Hoy mis hijos jugaron a la entrada del garaje, mientras la lluvia se estrellaba en sus sonrisas. Pisaban charcos con sus chancletas de goma para que salpicara el agua. Correteaban, mientras yo los vigilaba desde el espacio seco del garaje. ¿Cuántas veces no fui yo quien corrió por las calles enlodadas de mi niñez mientras la tierra hervía de gotas? ¿Cuántas me deleite bajo algún caño que devolvía la lluvia a raudales?

Los miraba con el secreto deseo de unírmeles y saltar de alegría, pero no me permití el momento. ¿Qué dirán los vecinos? ¿Qué de mis pertenencias en los bolsillos? ¿Y la ropa, cómo quedaría?

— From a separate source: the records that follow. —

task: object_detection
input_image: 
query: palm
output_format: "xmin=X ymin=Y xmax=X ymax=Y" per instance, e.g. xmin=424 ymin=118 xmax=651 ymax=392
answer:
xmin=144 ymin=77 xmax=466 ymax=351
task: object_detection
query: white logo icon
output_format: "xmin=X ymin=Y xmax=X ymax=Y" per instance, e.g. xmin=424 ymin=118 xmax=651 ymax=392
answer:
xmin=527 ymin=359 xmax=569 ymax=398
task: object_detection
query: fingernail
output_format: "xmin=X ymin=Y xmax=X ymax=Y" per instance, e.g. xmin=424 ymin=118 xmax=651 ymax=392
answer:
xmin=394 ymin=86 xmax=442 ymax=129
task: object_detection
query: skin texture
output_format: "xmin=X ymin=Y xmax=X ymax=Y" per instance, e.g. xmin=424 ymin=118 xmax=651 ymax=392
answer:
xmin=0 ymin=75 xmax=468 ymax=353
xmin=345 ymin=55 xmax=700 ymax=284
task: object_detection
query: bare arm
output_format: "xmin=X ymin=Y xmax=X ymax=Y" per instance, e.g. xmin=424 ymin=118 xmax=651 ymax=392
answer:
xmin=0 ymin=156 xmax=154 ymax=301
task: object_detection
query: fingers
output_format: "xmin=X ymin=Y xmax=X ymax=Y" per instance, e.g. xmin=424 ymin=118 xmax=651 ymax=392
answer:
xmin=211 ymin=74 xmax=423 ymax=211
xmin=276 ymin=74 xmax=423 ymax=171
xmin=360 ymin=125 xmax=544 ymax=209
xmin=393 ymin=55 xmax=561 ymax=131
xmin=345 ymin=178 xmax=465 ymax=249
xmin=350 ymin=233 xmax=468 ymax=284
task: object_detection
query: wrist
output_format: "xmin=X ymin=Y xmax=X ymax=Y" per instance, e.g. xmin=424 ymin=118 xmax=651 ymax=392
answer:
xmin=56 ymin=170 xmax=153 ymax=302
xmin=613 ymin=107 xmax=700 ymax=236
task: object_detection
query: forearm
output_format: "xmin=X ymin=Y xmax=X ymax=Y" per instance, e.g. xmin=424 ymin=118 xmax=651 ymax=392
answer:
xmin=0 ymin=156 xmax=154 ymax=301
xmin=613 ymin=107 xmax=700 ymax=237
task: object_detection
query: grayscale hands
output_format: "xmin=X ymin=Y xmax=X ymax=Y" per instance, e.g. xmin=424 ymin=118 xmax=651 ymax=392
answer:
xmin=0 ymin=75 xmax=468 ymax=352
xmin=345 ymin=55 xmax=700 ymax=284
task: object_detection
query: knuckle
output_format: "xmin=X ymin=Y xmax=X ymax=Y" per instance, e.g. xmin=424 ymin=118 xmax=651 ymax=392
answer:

Corría el peligro de ser loco.

Supongo que los niños me veían con igual extrañeza que yo a los adultos de aquellas tardes de aguacero. Se encerraban en sus casas como si la lluvia fuera dañina. Se cubrían bajo paraguas, porque les importaba más la ropa que la felicidad. Miraban a los niños desde lejos y tal vez se ponían nostálgicos, como yo.

Era una de las actividades más divertidas de mi niñez, igual que lo fue hoy para mis niños de tres y seis años.

“¡El agua está viva!” gritó el mayor.

Le dije que sí, que efectivamente el agua es vida.